The plan, approved last month as part of a giant spending bill, allows logging companies to cut large, commercially valuable trees in national forests in exchange for clearing smaller, more fire-prone trees and brush.
Known as "stewardship contracting," the approach allows the US Forest Service and Bureau of Land Management to issue 10-year contracts to private contractors for clearance work with no limits on the size of trees to be cut or the number of acres cleared.
By allowing long-term contracts, the programme gives companies incentive to invest needed equipment while saving the government much of the cost of wildfire prevention – in effect paying them with trees, said agriculture undersecretary Mark Rey, the plan's chief architect.
Critics say timber companies are unlikely stewards and say the administration is turning over huge swaths of national forests to an industry that supported President Bush in 2000.

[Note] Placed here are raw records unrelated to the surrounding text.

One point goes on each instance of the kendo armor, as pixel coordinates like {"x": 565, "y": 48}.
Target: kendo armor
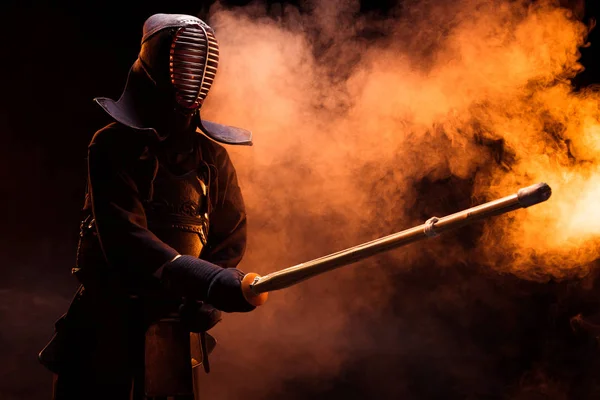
{"x": 178, "y": 210}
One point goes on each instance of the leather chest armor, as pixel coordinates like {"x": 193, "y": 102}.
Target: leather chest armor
{"x": 177, "y": 210}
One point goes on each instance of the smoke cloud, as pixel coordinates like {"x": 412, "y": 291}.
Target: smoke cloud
{"x": 352, "y": 116}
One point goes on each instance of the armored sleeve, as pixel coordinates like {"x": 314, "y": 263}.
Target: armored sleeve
{"x": 125, "y": 239}
{"x": 227, "y": 234}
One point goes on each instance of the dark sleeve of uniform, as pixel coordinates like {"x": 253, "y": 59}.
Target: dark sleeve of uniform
{"x": 116, "y": 203}
{"x": 227, "y": 232}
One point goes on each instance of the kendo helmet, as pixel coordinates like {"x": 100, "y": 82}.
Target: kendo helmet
{"x": 178, "y": 62}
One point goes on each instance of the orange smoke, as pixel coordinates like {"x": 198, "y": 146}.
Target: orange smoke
{"x": 345, "y": 121}
{"x": 495, "y": 70}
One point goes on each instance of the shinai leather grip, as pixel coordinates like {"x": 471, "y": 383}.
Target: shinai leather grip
{"x": 252, "y": 298}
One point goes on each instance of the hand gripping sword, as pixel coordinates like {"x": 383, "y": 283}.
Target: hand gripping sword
{"x": 255, "y": 287}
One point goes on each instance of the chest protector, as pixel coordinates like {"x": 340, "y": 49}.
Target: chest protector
{"x": 177, "y": 211}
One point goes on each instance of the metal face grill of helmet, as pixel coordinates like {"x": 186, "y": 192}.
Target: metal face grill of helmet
{"x": 194, "y": 57}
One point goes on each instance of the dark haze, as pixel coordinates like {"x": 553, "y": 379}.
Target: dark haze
{"x": 430, "y": 321}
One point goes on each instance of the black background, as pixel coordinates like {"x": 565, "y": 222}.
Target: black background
{"x": 55, "y": 58}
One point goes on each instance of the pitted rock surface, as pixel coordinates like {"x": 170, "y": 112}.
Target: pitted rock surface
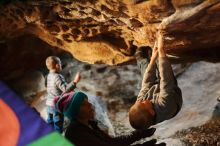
{"x": 109, "y": 31}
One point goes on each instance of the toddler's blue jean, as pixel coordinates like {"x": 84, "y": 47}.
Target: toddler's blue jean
{"x": 55, "y": 119}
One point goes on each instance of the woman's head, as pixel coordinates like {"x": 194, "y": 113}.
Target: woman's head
{"x": 141, "y": 114}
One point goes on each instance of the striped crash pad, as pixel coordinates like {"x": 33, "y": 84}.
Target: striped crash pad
{"x": 20, "y": 125}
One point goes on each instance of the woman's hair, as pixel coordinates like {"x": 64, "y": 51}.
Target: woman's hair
{"x": 51, "y": 62}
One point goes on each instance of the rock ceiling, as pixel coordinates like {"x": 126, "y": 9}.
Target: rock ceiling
{"x": 109, "y": 31}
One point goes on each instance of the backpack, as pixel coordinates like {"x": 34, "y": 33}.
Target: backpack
{"x": 62, "y": 101}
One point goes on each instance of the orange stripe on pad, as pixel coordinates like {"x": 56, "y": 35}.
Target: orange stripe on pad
{"x": 9, "y": 127}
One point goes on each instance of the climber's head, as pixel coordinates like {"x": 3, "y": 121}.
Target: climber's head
{"x": 142, "y": 114}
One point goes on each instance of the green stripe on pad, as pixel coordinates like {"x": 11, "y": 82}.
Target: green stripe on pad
{"x": 52, "y": 139}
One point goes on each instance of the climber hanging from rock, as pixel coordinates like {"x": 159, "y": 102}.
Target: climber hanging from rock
{"x": 156, "y": 101}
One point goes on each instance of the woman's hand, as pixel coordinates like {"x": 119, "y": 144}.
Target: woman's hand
{"x": 77, "y": 77}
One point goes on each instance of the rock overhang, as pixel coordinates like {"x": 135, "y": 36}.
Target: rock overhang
{"x": 109, "y": 32}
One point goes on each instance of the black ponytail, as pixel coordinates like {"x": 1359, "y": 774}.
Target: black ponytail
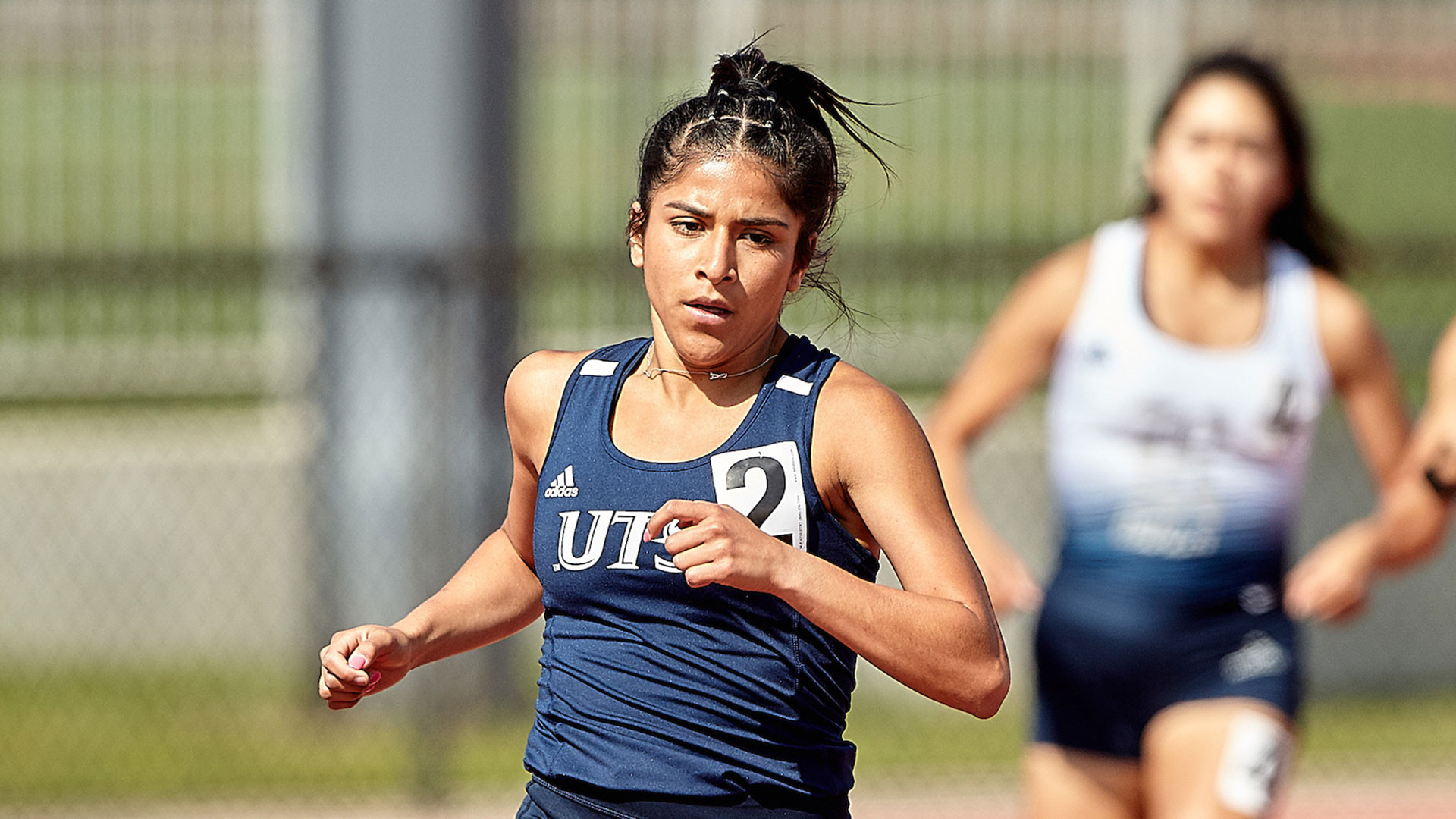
{"x": 778, "y": 114}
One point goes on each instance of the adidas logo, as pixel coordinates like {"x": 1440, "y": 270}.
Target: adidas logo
{"x": 563, "y": 485}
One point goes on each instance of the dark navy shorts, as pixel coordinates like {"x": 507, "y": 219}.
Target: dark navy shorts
{"x": 546, "y": 800}
{"x": 1107, "y": 664}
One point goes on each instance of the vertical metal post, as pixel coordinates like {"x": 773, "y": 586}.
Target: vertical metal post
{"x": 417, "y": 180}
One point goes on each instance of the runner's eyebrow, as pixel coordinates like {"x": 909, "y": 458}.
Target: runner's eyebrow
{"x": 750, "y": 222}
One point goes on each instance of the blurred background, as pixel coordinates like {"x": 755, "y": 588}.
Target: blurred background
{"x": 264, "y": 265}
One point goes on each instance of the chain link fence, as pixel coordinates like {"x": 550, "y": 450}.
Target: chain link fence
{"x": 181, "y": 453}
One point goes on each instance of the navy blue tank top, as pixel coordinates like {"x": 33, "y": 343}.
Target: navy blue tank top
{"x": 647, "y": 686}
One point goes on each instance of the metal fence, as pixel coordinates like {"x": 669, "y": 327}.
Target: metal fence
{"x": 165, "y": 378}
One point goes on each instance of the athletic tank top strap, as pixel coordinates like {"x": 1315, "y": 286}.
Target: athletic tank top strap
{"x": 1293, "y": 315}
{"x": 1110, "y": 299}
{"x": 596, "y": 381}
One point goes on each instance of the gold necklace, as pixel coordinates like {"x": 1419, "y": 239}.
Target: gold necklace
{"x": 654, "y": 372}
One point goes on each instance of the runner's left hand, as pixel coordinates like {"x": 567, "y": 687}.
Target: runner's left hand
{"x": 717, "y": 544}
{"x": 1334, "y": 579}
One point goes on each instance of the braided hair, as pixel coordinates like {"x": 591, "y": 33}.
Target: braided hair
{"x": 778, "y": 114}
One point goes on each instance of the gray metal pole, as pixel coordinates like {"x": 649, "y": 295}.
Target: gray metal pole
{"x": 419, "y": 319}
{"x": 1153, "y": 50}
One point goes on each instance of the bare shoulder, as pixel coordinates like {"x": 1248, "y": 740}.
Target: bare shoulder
{"x": 532, "y": 397}
{"x": 1057, "y": 279}
{"x": 855, "y": 398}
{"x": 1347, "y": 330}
{"x": 861, "y": 425}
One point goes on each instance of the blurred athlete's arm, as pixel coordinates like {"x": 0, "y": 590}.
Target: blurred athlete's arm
{"x": 1417, "y": 507}
{"x": 495, "y": 594}
{"x": 1334, "y": 579}
{"x": 1012, "y": 356}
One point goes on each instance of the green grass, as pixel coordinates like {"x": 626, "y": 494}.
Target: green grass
{"x": 108, "y": 733}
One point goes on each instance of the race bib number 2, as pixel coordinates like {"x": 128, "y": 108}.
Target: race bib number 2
{"x": 766, "y": 485}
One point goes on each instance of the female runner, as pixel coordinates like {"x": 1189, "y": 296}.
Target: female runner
{"x": 699, "y": 513}
{"x": 1188, "y": 353}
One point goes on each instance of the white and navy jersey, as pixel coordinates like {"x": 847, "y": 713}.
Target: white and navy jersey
{"x": 647, "y": 686}
{"x": 1178, "y": 468}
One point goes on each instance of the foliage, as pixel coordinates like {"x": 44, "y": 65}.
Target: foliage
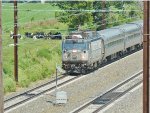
{"x": 122, "y": 12}
{"x": 9, "y": 84}
{"x": 76, "y": 17}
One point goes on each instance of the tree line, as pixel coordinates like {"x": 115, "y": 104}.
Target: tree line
{"x": 89, "y": 14}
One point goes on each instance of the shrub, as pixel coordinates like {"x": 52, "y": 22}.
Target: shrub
{"x": 23, "y": 79}
{"x": 9, "y": 85}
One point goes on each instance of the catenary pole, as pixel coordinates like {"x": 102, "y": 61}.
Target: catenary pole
{"x": 146, "y": 58}
{"x": 1, "y": 76}
{"x": 104, "y": 15}
{"x": 15, "y": 41}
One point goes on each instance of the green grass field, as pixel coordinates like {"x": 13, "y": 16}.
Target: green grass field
{"x": 37, "y": 58}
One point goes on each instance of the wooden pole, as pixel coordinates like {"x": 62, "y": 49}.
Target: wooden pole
{"x": 15, "y": 41}
{"x": 1, "y": 76}
{"x": 146, "y": 58}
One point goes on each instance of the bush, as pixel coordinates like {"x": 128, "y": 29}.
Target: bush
{"x": 9, "y": 85}
{"x": 23, "y": 79}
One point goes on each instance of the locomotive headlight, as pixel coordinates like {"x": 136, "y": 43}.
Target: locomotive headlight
{"x": 84, "y": 56}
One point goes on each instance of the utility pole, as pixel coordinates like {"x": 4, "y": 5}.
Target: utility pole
{"x": 104, "y": 14}
{"x": 15, "y": 41}
{"x": 1, "y": 76}
{"x": 146, "y": 58}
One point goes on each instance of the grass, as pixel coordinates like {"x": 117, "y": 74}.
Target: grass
{"x": 36, "y": 58}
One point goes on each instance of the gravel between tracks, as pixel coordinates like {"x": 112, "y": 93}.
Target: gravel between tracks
{"x": 86, "y": 88}
{"x": 130, "y": 103}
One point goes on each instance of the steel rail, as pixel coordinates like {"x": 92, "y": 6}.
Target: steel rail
{"x": 31, "y": 96}
{"x": 109, "y": 91}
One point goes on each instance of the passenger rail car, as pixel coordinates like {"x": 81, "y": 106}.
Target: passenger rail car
{"x": 83, "y": 51}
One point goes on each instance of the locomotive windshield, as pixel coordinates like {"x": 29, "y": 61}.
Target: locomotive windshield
{"x": 74, "y": 44}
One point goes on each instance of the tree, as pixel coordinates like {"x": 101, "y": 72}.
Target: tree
{"x": 75, "y": 13}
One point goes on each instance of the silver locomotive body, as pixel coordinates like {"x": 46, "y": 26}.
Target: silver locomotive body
{"x": 84, "y": 51}
{"x": 80, "y": 51}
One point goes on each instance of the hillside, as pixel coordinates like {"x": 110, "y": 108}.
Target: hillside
{"x": 37, "y": 58}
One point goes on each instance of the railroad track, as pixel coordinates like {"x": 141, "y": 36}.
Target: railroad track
{"x": 102, "y": 101}
{"x": 35, "y": 92}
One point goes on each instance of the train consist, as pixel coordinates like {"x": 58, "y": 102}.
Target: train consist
{"x": 83, "y": 51}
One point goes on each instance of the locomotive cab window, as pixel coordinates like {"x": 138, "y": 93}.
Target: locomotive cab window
{"x": 78, "y": 44}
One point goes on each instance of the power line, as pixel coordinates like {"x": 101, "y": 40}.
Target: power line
{"x": 1, "y": 76}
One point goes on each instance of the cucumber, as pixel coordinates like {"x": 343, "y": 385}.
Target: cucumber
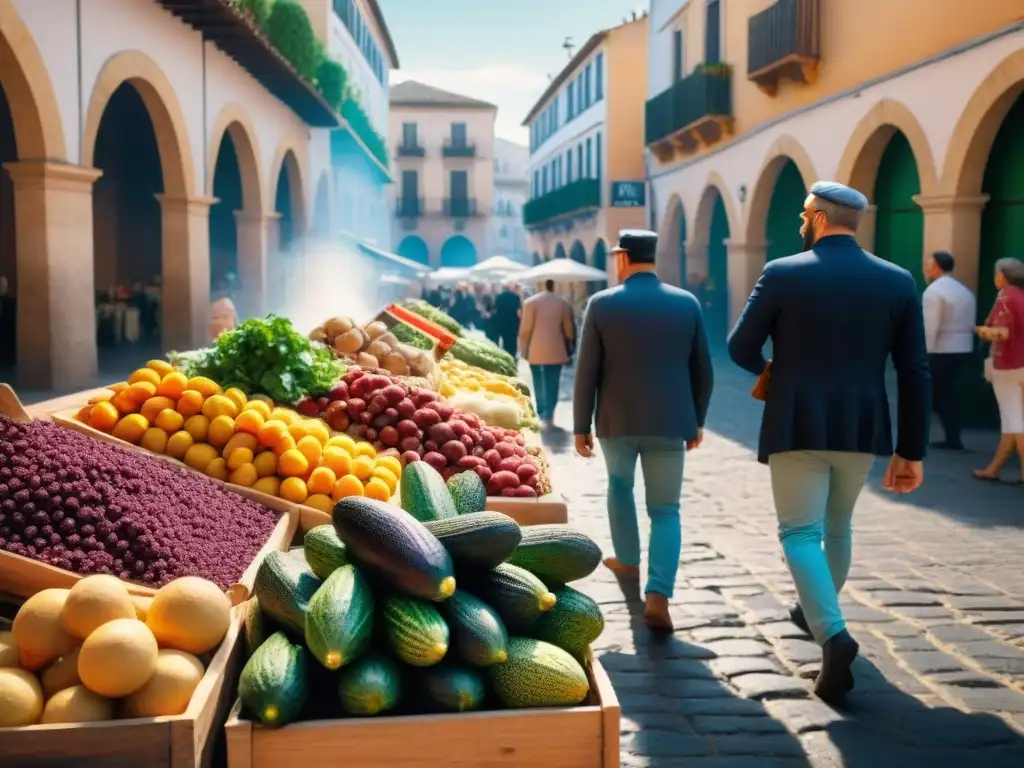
{"x": 478, "y": 636}
{"x": 284, "y": 586}
{"x": 370, "y": 685}
{"x": 394, "y": 547}
{"x": 324, "y": 550}
{"x": 340, "y": 619}
{"x": 414, "y": 630}
{"x": 468, "y": 493}
{"x": 539, "y": 674}
{"x": 424, "y": 494}
{"x": 450, "y": 687}
{"x": 272, "y": 686}
{"x": 517, "y": 596}
{"x": 477, "y": 540}
{"x": 572, "y": 625}
{"x": 556, "y": 554}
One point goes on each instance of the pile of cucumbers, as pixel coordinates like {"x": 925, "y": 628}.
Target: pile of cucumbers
{"x": 453, "y": 609}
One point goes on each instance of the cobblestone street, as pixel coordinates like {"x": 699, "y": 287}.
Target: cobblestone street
{"x": 935, "y": 598}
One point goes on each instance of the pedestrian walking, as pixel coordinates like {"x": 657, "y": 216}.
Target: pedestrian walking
{"x": 835, "y": 314}
{"x": 547, "y": 337}
{"x": 1005, "y": 368}
{"x": 950, "y": 311}
{"x": 645, "y": 368}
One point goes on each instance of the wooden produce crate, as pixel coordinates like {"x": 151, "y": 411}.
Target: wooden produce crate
{"x": 179, "y": 741}
{"x": 585, "y": 736}
{"x": 25, "y": 577}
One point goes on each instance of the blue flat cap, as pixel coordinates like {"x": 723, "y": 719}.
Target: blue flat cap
{"x": 840, "y": 195}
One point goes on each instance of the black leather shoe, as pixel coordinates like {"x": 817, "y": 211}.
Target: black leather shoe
{"x": 798, "y": 619}
{"x": 836, "y": 678}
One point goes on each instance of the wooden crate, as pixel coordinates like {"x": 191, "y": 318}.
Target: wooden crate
{"x": 584, "y": 736}
{"x": 180, "y": 741}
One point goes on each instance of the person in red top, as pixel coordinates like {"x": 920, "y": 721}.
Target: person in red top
{"x": 1005, "y": 369}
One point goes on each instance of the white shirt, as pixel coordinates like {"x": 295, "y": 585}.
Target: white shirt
{"x": 950, "y": 312}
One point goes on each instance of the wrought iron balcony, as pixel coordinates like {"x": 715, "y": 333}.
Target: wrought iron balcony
{"x": 693, "y": 112}
{"x": 458, "y": 148}
{"x": 783, "y": 42}
{"x": 574, "y": 197}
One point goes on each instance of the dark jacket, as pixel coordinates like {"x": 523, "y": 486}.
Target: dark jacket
{"x": 643, "y": 360}
{"x": 835, "y": 315}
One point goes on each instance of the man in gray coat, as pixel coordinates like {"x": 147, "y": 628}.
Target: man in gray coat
{"x": 644, "y": 365}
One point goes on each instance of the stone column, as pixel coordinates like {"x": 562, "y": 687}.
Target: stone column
{"x": 185, "y": 255}
{"x": 254, "y": 227}
{"x": 953, "y": 224}
{"x": 56, "y": 314}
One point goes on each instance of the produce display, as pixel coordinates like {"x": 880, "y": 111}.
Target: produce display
{"x": 247, "y": 441}
{"x": 93, "y": 653}
{"x": 404, "y": 612}
{"x": 92, "y": 507}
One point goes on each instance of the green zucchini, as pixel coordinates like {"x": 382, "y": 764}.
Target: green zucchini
{"x": 477, "y": 540}
{"x": 324, "y": 550}
{"x": 517, "y": 596}
{"x": 424, "y": 494}
{"x": 478, "y": 637}
{"x": 394, "y": 548}
{"x": 340, "y": 619}
{"x": 369, "y": 686}
{"x": 414, "y": 630}
{"x": 572, "y": 624}
{"x": 539, "y": 674}
{"x": 284, "y": 586}
{"x": 556, "y": 554}
{"x": 272, "y": 686}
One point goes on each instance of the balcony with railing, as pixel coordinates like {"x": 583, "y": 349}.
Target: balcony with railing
{"x": 576, "y": 197}
{"x": 460, "y": 208}
{"x": 693, "y": 112}
{"x": 783, "y": 42}
{"x": 456, "y": 147}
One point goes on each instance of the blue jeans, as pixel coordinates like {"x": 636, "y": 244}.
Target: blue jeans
{"x": 546, "y": 385}
{"x": 662, "y": 463}
{"x": 815, "y": 493}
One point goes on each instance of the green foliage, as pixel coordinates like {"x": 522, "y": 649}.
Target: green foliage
{"x": 292, "y": 34}
{"x": 331, "y": 81}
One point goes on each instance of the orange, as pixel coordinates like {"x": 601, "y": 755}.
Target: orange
{"x": 363, "y": 467}
{"x": 172, "y": 385}
{"x": 322, "y": 480}
{"x": 378, "y": 489}
{"x": 345, "y": 486}
{"x": 144, "y": 374}
{"x": 249, "y": 421}
{"x": 337, "y": 460}
{"x": 292, "y": 463}
{"x": 271, "y": 431}
{"x": 155, "y": 404}
{"x": 189, "y": 403}
{"x": 131, "y": 428}
{"x": 103, "y": 416}
{"x": 293, "y": 489}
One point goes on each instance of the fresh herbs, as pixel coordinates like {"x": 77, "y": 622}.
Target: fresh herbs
{"x": 266, "y": 355}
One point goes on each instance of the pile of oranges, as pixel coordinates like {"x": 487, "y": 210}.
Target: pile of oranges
{"x": 240, "y": 439}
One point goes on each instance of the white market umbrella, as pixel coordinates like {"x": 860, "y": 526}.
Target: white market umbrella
{"x": 561, "y": 270}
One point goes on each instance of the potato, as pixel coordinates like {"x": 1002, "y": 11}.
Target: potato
{"x": 338, "y": 326}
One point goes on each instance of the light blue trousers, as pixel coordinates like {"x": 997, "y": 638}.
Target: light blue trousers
{"x": 815, "y": 493}
{"x": 662, "y": 463}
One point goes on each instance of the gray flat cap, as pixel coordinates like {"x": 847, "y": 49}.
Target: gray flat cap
{"x": 840, "y": 195}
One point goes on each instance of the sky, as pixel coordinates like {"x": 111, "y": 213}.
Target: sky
{"x": 498, "y": 51}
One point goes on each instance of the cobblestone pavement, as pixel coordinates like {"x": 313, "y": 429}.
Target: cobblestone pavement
{"x": 935, "y": 598}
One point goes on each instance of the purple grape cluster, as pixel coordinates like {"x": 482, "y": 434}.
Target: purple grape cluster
{"x": 90, "y": 507}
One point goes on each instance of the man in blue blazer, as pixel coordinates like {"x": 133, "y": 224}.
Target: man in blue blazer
{"x": 836, "y": 314}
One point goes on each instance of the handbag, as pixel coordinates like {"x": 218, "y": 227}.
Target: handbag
{"x": 760, "y": 390}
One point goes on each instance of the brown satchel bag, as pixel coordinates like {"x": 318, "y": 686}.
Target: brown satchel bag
{"x": 760, "y": 390}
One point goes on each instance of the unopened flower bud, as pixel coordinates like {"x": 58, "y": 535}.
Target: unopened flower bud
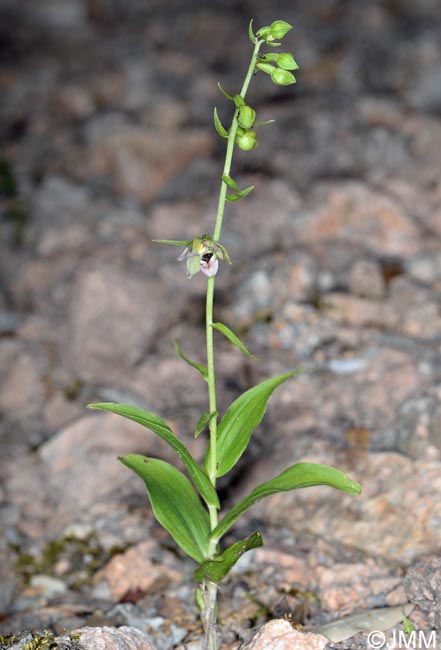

"The bottom line: it's a license to steal," said Marty Hayden, legislative director for Earthjustice, an environmental advocacy group.



As a practical matter, timber companies are not going to clear worthless forest underbrush at a commercial loss, Hayden and other critics say.



"To pay for it, you need big trees, in areas that are not close to communities," Hayden said. "These are older trees, deep in the forest, that are exactly what we do not need to be thinning."